The IRS noted that employer-sponsored health plans must limit use of FSA debit cards to physicians, dentists, vision care offices, hospitals, and other medical providers (as defined by the merchant category code (MCC)). While the IRS requires that debit card charges for health FSAs be limited to certain health care providers, the IRS does not control the MCCs that the debit card issuers use. The MCC assigned to a provider is determined by the provider and the debit card issuer, so the IRS recommends the constituent contact his health plan to find out why the transaction was declined and to pursue other methods that may be available to have his medical expense reimbursed without use of the card.

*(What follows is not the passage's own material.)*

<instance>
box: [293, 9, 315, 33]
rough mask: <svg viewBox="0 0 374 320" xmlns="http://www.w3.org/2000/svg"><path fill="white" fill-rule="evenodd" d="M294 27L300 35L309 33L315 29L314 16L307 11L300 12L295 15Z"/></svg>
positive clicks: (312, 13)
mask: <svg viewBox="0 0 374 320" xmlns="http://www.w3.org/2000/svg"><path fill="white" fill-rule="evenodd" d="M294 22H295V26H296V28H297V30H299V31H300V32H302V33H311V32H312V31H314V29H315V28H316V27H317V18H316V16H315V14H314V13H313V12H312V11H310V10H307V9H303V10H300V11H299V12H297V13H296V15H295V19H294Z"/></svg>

HSAs. INFO 2018-033 addresses a request for information concerning mistaken contributions to an HSA. In the information letter, the IRS reviews the guidance provided in IRS Notice 2008-59, regarding the limited circumstances under which an employer may recoup contributions to an employee’s HSA, as follows:

  • If an employee was never an eligible individual, then the HSA never existed and the employer may correct the error, by requesting the financial institution return to the employer the amounts mistakenly contributed to the employee’s HSA.
  • If the employer contributes amounts to an employee’s HSA that exceed the maximum annual contribution allowed, the employer may correct the error. However, if the amounts contributed are less than or equal to the maximum annual contribution allowed, the employer may not recoup any amount from the employee’s HSA.
  • If an employer contributes to the HSA of an employee who ceases to be an eligible individual during a year, the employer may not recoup any amounts that the employer contributed after the employee ceased to be an eligible individual.

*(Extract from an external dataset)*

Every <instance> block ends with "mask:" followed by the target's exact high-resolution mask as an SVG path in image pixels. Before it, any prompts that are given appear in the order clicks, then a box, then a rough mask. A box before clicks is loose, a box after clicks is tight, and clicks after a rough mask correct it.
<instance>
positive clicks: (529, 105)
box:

According to the information letter, “Notice 2008-59 does not specifically address other situations in which contributions to an employee’s HSA are the result of the employer’s or trustee’s administrative or process errors, but the notice also was not intended to provide an exclusive set of circumstances in which an employer may request the return of contributed amounts. Rather if there is clear documentary evidence demonstrating that there was an administrative or process error, an employer may request that the financial institution return the amounts to the employer, with any correction putting the parties in the same position that they would have been in had the error not occurred. Employers should maintain documentation to support their assertion that a mistaken contribution occurred.”

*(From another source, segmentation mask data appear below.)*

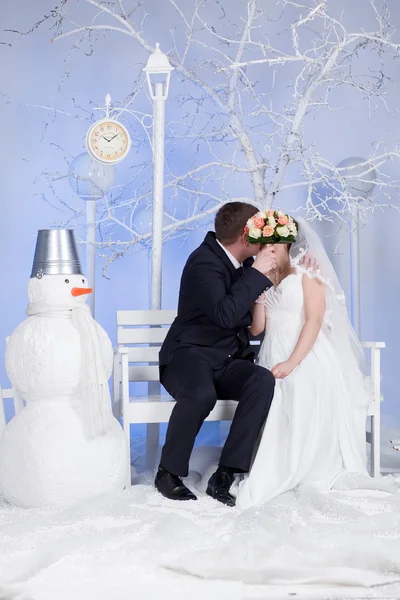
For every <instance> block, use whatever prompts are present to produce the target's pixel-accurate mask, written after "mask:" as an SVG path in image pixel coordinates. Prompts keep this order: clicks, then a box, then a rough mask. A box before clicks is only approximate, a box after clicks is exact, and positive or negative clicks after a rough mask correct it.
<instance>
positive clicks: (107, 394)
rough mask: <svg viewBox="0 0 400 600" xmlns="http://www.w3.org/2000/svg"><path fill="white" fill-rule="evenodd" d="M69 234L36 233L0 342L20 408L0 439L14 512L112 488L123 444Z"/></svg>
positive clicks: (89, 495) (59, 505) (125, 457)
mask: <svg viewBox="0 0 400 600" xmlns="http://www.w3.org/2000/svg"><path fill="white" fill-rule="evenodd" d="M91 292H92V290H91V289H90V287H89V285H88V282H87V279H86V277H85V276H84V275H82V269H81V267H80V264H79V258H78V253H77V250H76V244H75V239H74V234H73V231H72V230H67V229H58V230H57V229H54V230H41V231H39V233H38V240H37V244H36V252H35V259H34V264H33V269H32V275H31V279H30V281H29V285H28V295H29V305H28V309H27V314H28V318H27V319H25V321H23V322H22V323H21V324H20V325H19V326H18V327H17V328H16V330H15V331H14V333H13V334H12V335H11V336H10V337H9V338H8V341H7V348H6V370H7V374H8V377H9V379H10V381H11V383H12V385H13V387H14V388H15V389H16V390H17V392H18V393H19V394H20V395H21V397H22V398H23V399H24V400H26V402H27V404H26V406H25V407H24V408H23V409H22V411H21V412H19V413H18V414H17V415H16V416H15V417H14V418H13V419H12V420H11V421H10V423H9V424H8V425H7V427H6V429H5V431H4V432H3V434H2V436H1V438H0V495H1V496H2V497H3V498H4V499H5V500H7V501H8V502H9V503H11V504H15V505H18V506H23V507H41V506H67V505H70V504H73V503H75V502H79V501H81V500H84V499H86V498H88V497H91V496H93V495H96V494H102V493H109V492H113V491H117V490H122V489H123V488H124V485H125V483H126V480H127V473H128V465H129V463H128V447H127V443H126V439H125V436H124V434H123V431H122V429H121V427H120V425H119V423H118V421H117V420H116V419H115V418H114V417H113V415H112V410H111V400H110V392H109V388H108V379H109V378H110V375H111V371H112V363H113V350H112V345H111V342H110V339H109V337H108V336H107V334H106V332H105V331H104V330H103V329H102V327H100V325H99V324H98V323H96V321H95V320H94V319H93V318H92V316H91V314H90V311H89V308H88V306H87V305H86V304H85V302H86V299H87V297H88V294H90V293H91Z"/></svg>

INFO 2018-0033 provides several examples of the type of errors which may be corrected under the standard described above, such as:

  • An amount withheld and deposited in an employee’s HSA for a pay period that is greater than the amount shown on the employee's HSA salary reduction election.
  • An amount that an employee receives as an employer contribution that the employer did not intend to contribute but was transmitted because an incorrect spreadsheet is accessed or because employees with similar names are confused with each other.
  • An amount that an employee receives as an HSA contribution because it is incorrectly entered by a payroll administrator (whether in-house or third-party) causing the incorrect amount to be withheld and contributed.
  • An amount that an employee receives as a second HSA contribution because duplicate payroll files are transmitted.
  • An amount that an employee receives as an HSA contribution because a change in employee payroll elections is not processed timely so that amounts withheld and contributed are greater than (or less than) the employee elected.
  • An amount that an employee receives because an HSA contribution amount is calculated incorrectly, such as a case in which an employee elects a total amount for the year that is allocated by the system over an incorrect number of pay periods.
  • An amount that an employee receives as an HSA contribution because the decimal position is set incorrectly resulting in a contribution greater than intended.